Made in Toronto: how Toronto's few remaining factories survive by tapping in to local ingenuity

Amores began working at Cover FX nine years ago, after graduating from Seneca College as a chemical lab technician. The company’s cosmetics are targeted at people with severe acne, burn scars or allergies. They promise to not just mask, but also to treat, those conditions, with anti-aging peptides and acne-fighters like salicylic acid. The $25-million company sells products to Shoppers Drug Mart, Sephora in Canada and the U.S., and Harvey Nichols in the U.K.

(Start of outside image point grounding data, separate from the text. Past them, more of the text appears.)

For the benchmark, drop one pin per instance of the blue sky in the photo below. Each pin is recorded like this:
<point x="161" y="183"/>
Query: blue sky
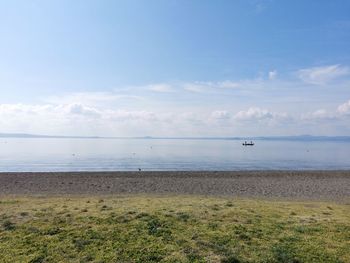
<point x="175" y="68"/>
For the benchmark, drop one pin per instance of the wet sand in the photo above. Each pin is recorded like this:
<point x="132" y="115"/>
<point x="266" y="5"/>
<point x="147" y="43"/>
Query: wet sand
<point x="292" y="185"/>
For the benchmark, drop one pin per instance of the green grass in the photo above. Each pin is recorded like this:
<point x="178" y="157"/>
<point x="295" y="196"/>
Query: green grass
<point x="172" y="229"/>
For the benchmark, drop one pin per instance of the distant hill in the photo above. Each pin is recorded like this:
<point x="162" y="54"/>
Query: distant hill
<point x="265" y="138"/>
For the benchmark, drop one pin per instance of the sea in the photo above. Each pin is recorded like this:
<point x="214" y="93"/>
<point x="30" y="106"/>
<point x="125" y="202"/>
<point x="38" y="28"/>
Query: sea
<point x="112" y="154"/>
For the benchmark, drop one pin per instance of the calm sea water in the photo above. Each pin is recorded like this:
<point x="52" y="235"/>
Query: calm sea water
<point x="165" y="154"/>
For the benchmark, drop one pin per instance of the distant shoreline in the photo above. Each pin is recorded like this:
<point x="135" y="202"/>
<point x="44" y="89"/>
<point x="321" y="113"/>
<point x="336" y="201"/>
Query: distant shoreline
<point x="284" y="185"/>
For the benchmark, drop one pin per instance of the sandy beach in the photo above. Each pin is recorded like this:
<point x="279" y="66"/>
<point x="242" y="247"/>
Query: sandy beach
<point x="293" y="185"/>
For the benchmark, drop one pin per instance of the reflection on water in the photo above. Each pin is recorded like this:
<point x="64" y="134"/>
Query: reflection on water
<point x="164" y="154"/>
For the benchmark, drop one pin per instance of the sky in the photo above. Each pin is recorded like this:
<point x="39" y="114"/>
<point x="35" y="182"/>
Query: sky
<point x="175" y="67"/>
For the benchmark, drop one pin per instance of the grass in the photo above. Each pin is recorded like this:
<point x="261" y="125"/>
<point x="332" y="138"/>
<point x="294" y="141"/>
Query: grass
<point x="172" y="229"/>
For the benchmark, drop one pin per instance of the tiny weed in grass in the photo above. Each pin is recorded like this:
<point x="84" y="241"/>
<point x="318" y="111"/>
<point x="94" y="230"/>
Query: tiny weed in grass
<point x="183" y="216"/>
<point x="230" y="259"/>
<point x="53" y="231"/>
<point x="38" y="259"/>
<point x="80" y="244"/>
<point x="8" y="225"/>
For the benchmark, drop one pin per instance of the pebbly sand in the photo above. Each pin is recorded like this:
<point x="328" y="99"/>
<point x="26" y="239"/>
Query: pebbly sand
<point x="293" y="185"/>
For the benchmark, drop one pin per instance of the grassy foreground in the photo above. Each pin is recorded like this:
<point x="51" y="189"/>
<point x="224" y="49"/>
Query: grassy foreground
<point x="172" y="229"/>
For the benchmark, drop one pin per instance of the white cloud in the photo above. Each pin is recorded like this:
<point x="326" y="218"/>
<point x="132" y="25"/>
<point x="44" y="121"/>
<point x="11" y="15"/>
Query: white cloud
<point x="258" y="114"/>
<point x="89" y="98"/>
<point x="220" y="115"/>
<point x="160" y="87"/>
<point x="344" y="108"/>
<point x="318" y="115"/>
<point x="322" y="75"/>
<point x="196" y="87"/>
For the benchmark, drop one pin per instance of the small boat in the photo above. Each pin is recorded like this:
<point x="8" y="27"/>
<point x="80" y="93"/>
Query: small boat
<point x="248" y="143"/>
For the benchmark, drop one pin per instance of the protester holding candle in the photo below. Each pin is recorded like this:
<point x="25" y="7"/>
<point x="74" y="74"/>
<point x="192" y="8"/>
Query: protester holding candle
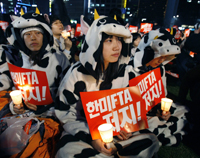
<point x="32" y="36"/>
<point x="103" y="65"/>
<point x="155" y="50"/>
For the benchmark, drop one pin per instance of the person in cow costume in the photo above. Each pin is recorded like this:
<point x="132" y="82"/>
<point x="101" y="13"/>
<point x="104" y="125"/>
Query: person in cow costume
<point x="103" y="65"/>
<point x="156" y="49"/>
<point x="31" y="35"/>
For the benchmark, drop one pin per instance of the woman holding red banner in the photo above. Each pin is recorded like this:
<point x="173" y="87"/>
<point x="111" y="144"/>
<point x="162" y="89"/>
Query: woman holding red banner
<point x="103" y="65"/>
<point x="32" y="36"/>
<point x="156" y="49"/>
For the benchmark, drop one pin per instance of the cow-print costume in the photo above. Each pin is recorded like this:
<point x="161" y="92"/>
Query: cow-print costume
<point x="76" y="138"/>
<point x="54" y="64"/>
<point x="154" y="44"/>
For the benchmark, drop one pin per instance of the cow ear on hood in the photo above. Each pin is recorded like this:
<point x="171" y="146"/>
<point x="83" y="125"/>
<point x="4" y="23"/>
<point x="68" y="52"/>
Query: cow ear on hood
<point x="84" y="25"/>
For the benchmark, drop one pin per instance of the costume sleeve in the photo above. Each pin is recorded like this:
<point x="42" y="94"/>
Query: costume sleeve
<point x="69" y="109"/>
<point x="5" y="79"/>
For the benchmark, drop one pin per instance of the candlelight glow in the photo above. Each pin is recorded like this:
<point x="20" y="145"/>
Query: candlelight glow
<point x="65" y="34"/>
<point x="166" y="104"/>
<point x="25" y="88"/>
<point x="16" y="96"/>
<point x="106" y="132"/>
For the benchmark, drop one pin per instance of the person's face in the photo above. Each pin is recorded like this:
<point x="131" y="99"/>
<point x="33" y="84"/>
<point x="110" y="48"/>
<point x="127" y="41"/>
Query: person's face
<point x="136" y="42"/>
<point x="57" y="27"/>
<point x="156" y="62"/>
<point x="33" y="40"/>
<point x="112" y="47"/>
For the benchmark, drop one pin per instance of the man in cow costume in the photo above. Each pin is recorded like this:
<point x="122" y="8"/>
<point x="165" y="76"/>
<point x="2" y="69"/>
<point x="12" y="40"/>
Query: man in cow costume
<point x="156" y="49"/>
<point x="103" y="65"/>
<point x="31" y="35"/>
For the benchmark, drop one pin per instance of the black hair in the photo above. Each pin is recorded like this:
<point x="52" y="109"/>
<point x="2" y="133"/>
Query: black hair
<point x="37" y="56"/>
<point x="135" y="36"/>
<point x="110" y="73"/>
<point x="118" y="13"/>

Amores’ first position was assembler and picker—she constructed compacts and poured makeup into them, then boxed up individual shipments. As the company grew, she moved up to quality control, where she was in charge of inspecting the factories where all of the makeup is made. For every batch of 1,000 products, she’d choose 32 random pieces to inspect for both aesthetics and quality, tossing those with the wrong colour, look or feel and deciding whether to pass or fail the whole batch.

Her husband, Peter, is a television graphics operator at Sportsnet who works a lot of nights. He often makes the half-hour drive south from their home in Maple to eat lunch with her. Two years ago, the couple had a son, and when Amores returned from maternity leave, she transferred into product development. Now she spends her time brainstorming about the global makeup scene before heading into the on-site lab to assist the head chemist. This fall, Cover FX launched a CC cream, its version of trendy “colour correcting” moisturizers. Amores helped calibrate the right amount of licorice root, which is said to even out skin tone.